De moins en moins de Russes

Une forte baisse démographique, due à la chute de l’espérance de vie et de la natalité,
mais aussi à des conditions de vie dégradées, inquiète les autorités.

Claude-Marie Vadrot  • 12 mars 2009 abonné·es

Au dernier recensement (2002), la Russie comptait 145 millions d’habitants, et l’estimation officielle pour 2008 est de 142 millions. C’est le seul pays industrialisé à enregistrer une baisse régulière de ses habitants. Depuis 1991, année de la disparition de l’URSS, elle a perdu au moins 7 millions de citoyens. Et ce malgré le retour de douze millions de Russes des ex-Républiques soviétiques. Ce retour pratiquement terminé, le pays perd encore environ 850 000 personnes par an. Situation inquiétante qui incite, depuis deux ans, de nombreux gouverneurs de province, sur instruction du Kremlin, à organiser chaque mois de septembre une « journée de la repopulation », au cours de laquelle un congé et des cérémonies officielles sont censés donner aux jeunes couples l’envie de fonder une famille. Cette incitation à la procréation, orchestrée par des mariages collectifs dignes d’une mise en scène soviétique, n’a pas fait frémir la courbe des naissances ; ces unions se traduisent parfois par des beuveries collectives, comme celles qui se sont déroulées l’année dernière à Samara, sur les bords de la Volga.

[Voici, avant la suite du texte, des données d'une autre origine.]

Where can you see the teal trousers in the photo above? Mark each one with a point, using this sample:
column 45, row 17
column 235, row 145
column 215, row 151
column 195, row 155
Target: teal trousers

Selon les projections calculées par l’OCDE ou les Nations unies, la poursuite de cette décroissance démographique pourrait amener le pays à ne plus compter qu’une centaine de millions d’habitants en 2050. Les prévisions les plus optimistes prévoient pour cette date une population de 130 millions. Cette chute constitue la plus grande préoccupation de Vladimir Poutine et explique la politique russe visant à reconquérir ses anciennes républiques, celles qui, malgré le racisme régnant à Moscou et dans les provinces, lui fournissent l’essentiel de sa main-d’œuvre.

La baisse de la population s’explique, notamment, par le nombre des décès, qui l’emporte largement sur celui des naissances depuis une quinzaine d’années. Ce que les démographes qualifient joliment d’« accroissement naturel négatif ». Illustration : depuis le début des années 1990, l’espérance de vie moyenne des hommes est passée de 65 à 58 ans (77 pour les Français) et celui des femmes de 74 à 72 ans (84 pour les Françaises). Et encore ne s’agit-il là que de chiffres officiels, car tout ce qui touche à la démographie est quasiment classé « secret d’État ».

Plusieurs facteurs sont à l’origine de cette diminution de l’espérance de vie. Tout d’abord, en dehors de quelques luxueuses cliniques privées, le réseau sanitaire se dégrade régulièrement. Un Russe hospitalisé doit avoir assez d’argent pour fournir les médicaments nécessaires à ses soins. Et dans les hôpitaux publics ordinaires, plus encore en province que dans la capitale, des conditions d’hygiène et d’asepsie déplorables entraînent des affections nosocomiales qui contribuent à l’augmentation du nombre des décès. Autre chiffre officiel révélateur : un Russe consacre en moyenne 380 euros par an à sa santé, contre 2 200 pour un Français.
De plus, la consommation d’alcool et de vodka frelatée s’est largement amplifiée. En 2006, chiffre officiel, 41 000 personnes sont décédées en quelques jours après consommation de boissons douteuses. Qui peuvent tuer en quelques heures ou rendre aveugles. À ce désastre, s’ajoutent les suicides en augmentation régulière, les accidents du travail ou de la route. Sans compter les effets d’une criminalité qui ne concerne pas seulement le monde de la presse et celui des affaires.

Sont également mis en cause les progrès de la drogue et du sida – 1 500 000 porteurs du virus –, et une mauvaise alimentation liée à la pauvreté d’une portion grandissante de la population.
Les décès ne sont pas compensés par les naissances : le taux de fécondité oscille autour de 1,5 enfant par femme, et le nombre des avortements – 1,8 million en 2007 – reste supérieur à celui des naissances. Depuis la fin de l’année 2000, une légère remontée du nombre des naissances est enregistrée, mais seulement dans les républiques non russes (22 % de la population) de la Fédération, dans le Caucase et parmi les entités musulmanes de l’Oural comme le Tatarstan ou la Bachkirie.